在一些人的召唤之下,大家纷纷拿起手上和地上的垃圾对着贺兰姝就砸了过去。
臭鸡蛋,菜叶子,白萝卜......
不多会儿,贺兰姝的身上脸上就开始散发出一阵阵恶心的气味,她绝望地捂着自己的脸,不住地跺脚。
可惜,并没有人心软,大家都恨不得将她砸死。
贺兰德见贺兰姝被砸成这样心疼不已,“不,不要伤害姝儿,她是无辜的,无辜的呀!”
“你们住手,住手!”
“快住手啊!”
可惜,众人正砸的起劲,谁也不在意在断头台上的贺兰德 说的话。
沈澈却一脸冷笑地盯着贺兰德,贺兰德头皮发麻,可,想到之前沈澈和贺兰姝的感情,忍不住眼里满是希冀地看着沈澈。
没想到,沈澈却扬起嘴角,勾起一抹阴险的笑。
“沈,沈澈,贤侄,贤侄,你救救姝儿吧,你救救她吧,她是无辜的啊,你就看在你们之间感情 的份上,你救救她,带她离开,好不好?”
沈澈嘴角扬起,缓缓走到贺兰德跟前,“贺兰德,你以为我为什么会向皇上请旨要亲自处置她?”
“处置她?为何要处置她?沈澈,你心里是有姝儿的呀,你请旨不是应该救她的吗?我知道我之前拒绝沈家的求婚是错误的,好在,你心里还有姝儿,姝儿以后跟着你,我也能放心。

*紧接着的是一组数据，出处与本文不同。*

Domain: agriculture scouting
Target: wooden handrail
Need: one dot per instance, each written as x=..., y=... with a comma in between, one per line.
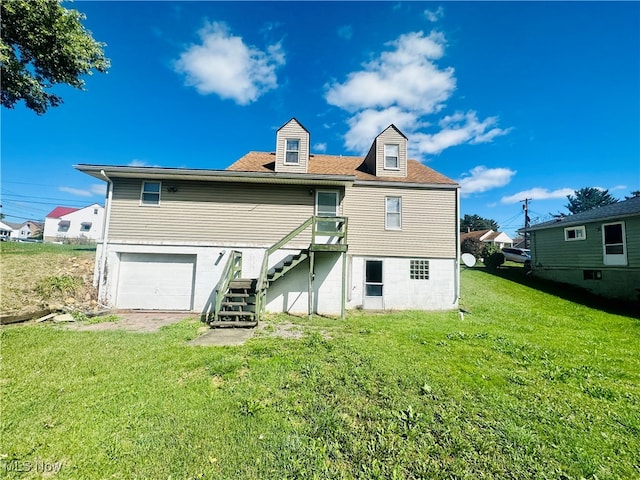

”
沈澈冷笑着看他自说自话,最后,才冷冷说道:“放心,等你被砍头了,我会送她去见你的,到时候你们父女团聚,不要感谢我。”
“你......,沈澈,你不会是开玩笑的吧,我知道,你在记恨我以前让你们分开,以后再也不会了,你和姝儿好好过日子......”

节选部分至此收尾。